Orwell was a political writer who used the form of the novel to great effect in 1984 and Animal Farm. He would hardly be the reader of choice for a novel preoccupied with sex among American expats in Paris in the 1930s. For him the sensual man was out of fashion, it was the time of the political man to take a stand on principle. Miller’s Tropic of Cancer accepts a world with endless cycles of violence, greed, aggression, inequality, and injustice as largely unchangeable, and that the best chance anyone has is for an escape from the constraints of the madness and limits of one’s own culture and exploring their emotions inside a new culture. Both Orwell and Miller lived in a pre-global world. Literature and writers were identified with their nationality and class. This is less true in our modern world. To read Orwell’s essay on Henry Miller is to see how far we have travelled since 1940 in terms of what readers expect of authors, and what authors’ expect from each other.
American Henry Miller was an escape artist, a hustler, and sensualist. Englishman Orwell was a Barcelona street fighter and British colonial official. The divide between the two men could hardly have been greater in terms of personality, education, temperament, and philosophy. The gap between Eton and the working class slums of Brooklyn was huge. For all of those differences, though, Orwell saw why Miller had attracted readers—he brought them into a story, never talked down to them, and made them feel they should step inside and join him on a grand odyssey of the sensual world that was recognizable and real and spoke directly to their own lives.

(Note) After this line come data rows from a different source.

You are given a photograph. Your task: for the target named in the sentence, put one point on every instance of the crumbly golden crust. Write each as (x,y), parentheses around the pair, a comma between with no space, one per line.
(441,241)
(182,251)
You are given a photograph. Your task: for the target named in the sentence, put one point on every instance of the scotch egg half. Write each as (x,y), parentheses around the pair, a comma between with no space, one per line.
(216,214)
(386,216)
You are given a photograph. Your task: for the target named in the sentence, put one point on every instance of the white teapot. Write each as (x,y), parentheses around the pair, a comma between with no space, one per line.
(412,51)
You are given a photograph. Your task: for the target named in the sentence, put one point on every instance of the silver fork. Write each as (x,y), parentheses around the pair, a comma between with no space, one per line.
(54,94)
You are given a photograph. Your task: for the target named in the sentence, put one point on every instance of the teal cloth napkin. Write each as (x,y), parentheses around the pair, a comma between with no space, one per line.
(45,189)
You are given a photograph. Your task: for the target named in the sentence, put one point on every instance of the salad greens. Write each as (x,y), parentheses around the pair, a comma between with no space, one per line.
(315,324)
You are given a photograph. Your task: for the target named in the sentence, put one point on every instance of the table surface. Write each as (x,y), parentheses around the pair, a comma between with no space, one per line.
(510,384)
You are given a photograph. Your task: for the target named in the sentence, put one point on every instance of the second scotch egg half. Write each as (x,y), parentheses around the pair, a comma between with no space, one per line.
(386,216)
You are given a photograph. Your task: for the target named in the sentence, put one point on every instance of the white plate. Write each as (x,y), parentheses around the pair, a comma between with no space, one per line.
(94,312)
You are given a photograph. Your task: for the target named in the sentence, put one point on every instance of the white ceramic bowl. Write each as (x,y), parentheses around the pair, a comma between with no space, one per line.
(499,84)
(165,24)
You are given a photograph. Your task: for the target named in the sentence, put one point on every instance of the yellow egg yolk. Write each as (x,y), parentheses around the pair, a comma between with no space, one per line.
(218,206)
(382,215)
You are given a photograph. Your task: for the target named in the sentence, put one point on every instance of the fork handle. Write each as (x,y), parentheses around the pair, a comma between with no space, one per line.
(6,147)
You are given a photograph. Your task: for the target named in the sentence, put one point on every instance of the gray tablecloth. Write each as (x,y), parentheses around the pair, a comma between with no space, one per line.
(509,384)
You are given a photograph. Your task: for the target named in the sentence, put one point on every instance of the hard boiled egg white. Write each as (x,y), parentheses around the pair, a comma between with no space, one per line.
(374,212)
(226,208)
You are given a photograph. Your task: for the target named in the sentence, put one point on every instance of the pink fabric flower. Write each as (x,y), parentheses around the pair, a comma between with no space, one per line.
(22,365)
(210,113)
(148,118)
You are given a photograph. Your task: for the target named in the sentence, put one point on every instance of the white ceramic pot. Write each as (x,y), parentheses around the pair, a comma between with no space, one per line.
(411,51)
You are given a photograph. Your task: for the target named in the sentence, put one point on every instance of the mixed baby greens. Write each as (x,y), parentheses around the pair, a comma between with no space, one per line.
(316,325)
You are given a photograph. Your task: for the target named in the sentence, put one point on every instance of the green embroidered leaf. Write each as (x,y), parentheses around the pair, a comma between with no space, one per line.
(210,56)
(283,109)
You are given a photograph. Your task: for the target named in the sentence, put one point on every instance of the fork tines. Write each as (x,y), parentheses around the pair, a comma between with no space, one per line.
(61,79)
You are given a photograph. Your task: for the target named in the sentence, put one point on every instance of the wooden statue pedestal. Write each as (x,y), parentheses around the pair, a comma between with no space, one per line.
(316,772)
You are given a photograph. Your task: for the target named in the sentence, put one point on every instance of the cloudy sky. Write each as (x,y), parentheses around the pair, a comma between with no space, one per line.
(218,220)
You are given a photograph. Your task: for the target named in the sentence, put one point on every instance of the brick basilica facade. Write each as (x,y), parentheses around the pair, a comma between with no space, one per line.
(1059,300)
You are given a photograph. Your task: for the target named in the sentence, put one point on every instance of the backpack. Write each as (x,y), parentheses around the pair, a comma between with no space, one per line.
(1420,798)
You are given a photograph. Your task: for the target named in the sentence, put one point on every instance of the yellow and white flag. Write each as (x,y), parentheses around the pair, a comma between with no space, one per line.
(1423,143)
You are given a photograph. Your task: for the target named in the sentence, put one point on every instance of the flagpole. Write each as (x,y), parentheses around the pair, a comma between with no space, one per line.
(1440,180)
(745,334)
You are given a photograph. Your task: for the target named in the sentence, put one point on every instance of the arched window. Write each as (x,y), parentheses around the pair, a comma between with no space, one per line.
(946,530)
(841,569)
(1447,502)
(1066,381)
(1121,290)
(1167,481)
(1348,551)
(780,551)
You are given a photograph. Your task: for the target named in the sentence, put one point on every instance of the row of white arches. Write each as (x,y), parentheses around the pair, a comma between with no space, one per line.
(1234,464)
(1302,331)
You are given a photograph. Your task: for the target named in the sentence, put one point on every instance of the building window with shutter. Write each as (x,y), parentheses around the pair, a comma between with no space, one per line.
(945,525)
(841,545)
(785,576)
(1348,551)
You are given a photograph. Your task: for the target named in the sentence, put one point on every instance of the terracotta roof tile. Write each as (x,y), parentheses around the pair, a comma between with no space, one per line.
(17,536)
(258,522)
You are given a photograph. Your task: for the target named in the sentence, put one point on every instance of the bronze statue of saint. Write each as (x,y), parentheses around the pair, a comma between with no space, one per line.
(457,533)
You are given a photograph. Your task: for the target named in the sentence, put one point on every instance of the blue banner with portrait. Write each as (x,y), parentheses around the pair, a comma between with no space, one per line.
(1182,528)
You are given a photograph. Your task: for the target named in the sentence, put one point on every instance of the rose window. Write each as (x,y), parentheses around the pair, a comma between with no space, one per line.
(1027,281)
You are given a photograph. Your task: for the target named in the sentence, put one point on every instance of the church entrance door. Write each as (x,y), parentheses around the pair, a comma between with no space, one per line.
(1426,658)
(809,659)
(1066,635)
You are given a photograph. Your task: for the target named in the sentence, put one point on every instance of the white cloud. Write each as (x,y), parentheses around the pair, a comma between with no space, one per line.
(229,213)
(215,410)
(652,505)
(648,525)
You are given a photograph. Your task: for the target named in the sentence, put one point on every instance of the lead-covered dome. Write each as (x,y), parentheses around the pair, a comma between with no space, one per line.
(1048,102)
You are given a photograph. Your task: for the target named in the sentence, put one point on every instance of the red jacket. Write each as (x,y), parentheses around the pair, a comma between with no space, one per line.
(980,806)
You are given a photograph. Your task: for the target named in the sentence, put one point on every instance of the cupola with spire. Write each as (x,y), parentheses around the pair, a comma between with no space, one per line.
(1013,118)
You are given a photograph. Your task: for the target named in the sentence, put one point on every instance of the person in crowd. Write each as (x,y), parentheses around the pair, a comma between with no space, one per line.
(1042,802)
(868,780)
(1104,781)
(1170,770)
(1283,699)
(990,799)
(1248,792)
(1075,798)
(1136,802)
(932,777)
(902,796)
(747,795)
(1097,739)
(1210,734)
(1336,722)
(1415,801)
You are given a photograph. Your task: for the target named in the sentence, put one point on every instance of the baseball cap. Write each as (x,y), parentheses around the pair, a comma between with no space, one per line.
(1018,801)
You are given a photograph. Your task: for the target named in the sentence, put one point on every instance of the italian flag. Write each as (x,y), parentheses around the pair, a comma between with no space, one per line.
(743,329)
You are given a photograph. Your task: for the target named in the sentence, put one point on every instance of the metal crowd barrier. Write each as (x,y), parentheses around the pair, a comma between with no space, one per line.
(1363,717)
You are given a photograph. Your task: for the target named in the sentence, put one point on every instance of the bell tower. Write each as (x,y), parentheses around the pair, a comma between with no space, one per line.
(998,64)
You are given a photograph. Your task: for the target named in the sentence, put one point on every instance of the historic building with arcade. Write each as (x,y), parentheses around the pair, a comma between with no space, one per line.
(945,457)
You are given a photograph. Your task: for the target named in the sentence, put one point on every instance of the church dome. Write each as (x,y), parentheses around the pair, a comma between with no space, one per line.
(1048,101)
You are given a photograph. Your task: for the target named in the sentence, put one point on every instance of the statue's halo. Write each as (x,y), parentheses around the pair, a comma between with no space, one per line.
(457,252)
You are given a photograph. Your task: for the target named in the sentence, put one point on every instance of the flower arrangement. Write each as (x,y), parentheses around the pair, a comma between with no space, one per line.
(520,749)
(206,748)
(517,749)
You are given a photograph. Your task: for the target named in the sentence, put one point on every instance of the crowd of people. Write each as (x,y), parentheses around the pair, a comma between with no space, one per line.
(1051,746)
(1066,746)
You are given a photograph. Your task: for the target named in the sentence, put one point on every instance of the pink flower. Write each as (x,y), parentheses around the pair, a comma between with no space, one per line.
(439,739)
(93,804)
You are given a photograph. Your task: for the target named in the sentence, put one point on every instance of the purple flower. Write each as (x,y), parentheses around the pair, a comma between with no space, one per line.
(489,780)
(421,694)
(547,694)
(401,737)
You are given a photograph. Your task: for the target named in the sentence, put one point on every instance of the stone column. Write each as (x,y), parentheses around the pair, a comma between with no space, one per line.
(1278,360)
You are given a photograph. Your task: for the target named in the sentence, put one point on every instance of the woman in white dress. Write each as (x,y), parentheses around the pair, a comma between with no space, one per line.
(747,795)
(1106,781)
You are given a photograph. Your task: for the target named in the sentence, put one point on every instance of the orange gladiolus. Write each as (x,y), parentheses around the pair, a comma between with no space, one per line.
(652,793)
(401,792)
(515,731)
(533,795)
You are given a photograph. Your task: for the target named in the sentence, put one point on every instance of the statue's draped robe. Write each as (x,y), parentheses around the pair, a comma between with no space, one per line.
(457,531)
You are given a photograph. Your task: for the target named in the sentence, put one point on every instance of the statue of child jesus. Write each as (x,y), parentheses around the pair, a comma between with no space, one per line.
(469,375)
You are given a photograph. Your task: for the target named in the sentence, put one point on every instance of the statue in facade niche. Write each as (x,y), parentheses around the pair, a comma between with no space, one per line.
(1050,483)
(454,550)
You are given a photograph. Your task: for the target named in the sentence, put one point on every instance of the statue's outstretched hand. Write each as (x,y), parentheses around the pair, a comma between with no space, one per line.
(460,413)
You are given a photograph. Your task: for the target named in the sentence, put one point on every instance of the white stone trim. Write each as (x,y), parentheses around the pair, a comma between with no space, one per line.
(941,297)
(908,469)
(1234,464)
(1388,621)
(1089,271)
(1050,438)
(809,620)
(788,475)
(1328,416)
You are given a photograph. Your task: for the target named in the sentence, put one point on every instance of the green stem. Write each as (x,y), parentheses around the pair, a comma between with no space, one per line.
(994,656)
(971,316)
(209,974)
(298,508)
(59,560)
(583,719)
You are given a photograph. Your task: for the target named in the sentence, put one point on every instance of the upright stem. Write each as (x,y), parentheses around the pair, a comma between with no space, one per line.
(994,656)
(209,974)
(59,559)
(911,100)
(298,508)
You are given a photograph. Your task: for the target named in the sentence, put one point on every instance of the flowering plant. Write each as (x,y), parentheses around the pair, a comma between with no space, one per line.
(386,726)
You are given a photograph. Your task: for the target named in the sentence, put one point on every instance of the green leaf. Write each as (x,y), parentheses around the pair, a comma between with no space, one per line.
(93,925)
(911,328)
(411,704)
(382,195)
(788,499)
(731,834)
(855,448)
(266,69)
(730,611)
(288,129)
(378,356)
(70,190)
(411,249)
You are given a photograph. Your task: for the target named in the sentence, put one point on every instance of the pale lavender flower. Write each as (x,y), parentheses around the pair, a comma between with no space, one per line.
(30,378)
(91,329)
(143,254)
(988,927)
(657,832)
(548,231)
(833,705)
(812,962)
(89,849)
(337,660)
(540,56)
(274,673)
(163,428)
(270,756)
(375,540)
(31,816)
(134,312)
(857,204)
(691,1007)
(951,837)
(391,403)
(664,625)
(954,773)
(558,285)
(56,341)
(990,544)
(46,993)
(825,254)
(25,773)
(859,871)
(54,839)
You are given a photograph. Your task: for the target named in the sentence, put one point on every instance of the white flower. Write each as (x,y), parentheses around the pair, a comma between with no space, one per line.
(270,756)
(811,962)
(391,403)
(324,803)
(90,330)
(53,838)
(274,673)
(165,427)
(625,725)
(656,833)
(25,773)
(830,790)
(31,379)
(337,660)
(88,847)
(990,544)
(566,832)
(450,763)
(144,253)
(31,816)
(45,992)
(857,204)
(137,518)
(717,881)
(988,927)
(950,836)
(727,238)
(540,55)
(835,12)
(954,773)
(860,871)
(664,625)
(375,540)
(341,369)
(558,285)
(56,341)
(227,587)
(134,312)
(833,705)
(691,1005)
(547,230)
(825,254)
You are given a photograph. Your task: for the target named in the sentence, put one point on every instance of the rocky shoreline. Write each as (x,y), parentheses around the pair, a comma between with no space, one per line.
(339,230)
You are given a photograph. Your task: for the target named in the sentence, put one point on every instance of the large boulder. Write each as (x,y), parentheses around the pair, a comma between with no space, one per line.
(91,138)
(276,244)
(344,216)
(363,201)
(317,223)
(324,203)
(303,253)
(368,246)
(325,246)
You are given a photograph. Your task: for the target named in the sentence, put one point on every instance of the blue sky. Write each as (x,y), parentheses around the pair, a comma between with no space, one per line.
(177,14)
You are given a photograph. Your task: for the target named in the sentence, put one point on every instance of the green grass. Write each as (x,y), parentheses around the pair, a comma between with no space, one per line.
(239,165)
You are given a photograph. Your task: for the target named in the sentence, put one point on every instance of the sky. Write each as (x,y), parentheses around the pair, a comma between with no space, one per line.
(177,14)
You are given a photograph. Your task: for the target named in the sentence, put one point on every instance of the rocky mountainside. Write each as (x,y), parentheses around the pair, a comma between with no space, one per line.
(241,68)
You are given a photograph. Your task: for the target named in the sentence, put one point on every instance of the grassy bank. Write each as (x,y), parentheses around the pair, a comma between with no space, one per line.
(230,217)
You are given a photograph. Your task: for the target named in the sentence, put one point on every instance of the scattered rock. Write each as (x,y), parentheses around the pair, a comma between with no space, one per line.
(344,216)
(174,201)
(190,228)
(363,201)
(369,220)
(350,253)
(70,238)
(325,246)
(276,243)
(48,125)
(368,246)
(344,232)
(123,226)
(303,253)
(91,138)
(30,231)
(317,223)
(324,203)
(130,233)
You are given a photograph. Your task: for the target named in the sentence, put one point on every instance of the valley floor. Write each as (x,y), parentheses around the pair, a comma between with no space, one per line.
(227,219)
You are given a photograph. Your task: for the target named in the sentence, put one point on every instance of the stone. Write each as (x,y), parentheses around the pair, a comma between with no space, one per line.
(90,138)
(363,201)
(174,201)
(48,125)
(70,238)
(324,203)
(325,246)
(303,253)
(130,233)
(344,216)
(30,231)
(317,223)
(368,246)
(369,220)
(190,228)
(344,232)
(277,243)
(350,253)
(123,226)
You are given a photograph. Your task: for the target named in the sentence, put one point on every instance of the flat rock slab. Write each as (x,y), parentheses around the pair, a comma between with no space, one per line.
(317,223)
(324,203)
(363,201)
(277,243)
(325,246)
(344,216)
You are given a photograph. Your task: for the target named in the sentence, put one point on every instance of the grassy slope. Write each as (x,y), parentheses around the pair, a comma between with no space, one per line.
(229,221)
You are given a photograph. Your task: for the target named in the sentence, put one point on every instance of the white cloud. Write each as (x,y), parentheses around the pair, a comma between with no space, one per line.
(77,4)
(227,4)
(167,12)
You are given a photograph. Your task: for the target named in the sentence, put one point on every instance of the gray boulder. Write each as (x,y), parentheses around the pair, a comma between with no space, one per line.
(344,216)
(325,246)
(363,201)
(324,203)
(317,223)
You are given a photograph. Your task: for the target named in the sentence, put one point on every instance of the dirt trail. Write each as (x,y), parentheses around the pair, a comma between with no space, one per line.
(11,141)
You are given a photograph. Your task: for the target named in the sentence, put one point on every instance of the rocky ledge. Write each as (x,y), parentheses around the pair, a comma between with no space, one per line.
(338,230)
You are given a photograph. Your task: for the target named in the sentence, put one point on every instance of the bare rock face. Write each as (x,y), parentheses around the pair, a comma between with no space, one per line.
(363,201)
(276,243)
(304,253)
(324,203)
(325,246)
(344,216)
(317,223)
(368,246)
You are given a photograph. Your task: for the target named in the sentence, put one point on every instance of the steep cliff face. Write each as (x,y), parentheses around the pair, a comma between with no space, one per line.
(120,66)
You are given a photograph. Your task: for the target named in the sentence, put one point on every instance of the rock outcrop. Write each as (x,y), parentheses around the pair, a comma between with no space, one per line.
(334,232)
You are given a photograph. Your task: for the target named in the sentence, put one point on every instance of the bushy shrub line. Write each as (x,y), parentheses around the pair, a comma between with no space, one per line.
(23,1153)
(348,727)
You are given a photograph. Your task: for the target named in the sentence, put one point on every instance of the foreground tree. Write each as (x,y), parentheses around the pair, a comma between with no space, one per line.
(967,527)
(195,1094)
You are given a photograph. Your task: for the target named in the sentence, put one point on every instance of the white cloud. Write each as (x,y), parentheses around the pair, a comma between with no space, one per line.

That part of Orwell’s review is as true today as it was in 1940. The social, economic and political distance between Orwell and Miller’s consciousness may be greater today. Few novelists have taken up the cause of the working class struggle. That fell with the Berlin Wall and in place of a wall is a growing inequality, repression and acceptance. It seems that Miller may have won in the end. What is important to remember is that Orwell took Miller seriously. In 2013 writers situated along this divide are receding like galaxies traveling at the speed of light away from each other. Soon they will no longer have evidence the ‘other’ ever existed. As recently reported in the New York Times, novelists are no longer critically review each other’s books. The competition for money, academic position and literary prizes has silenced a generation of novelists too afraid and timid to speak truth not just to authority but to each other.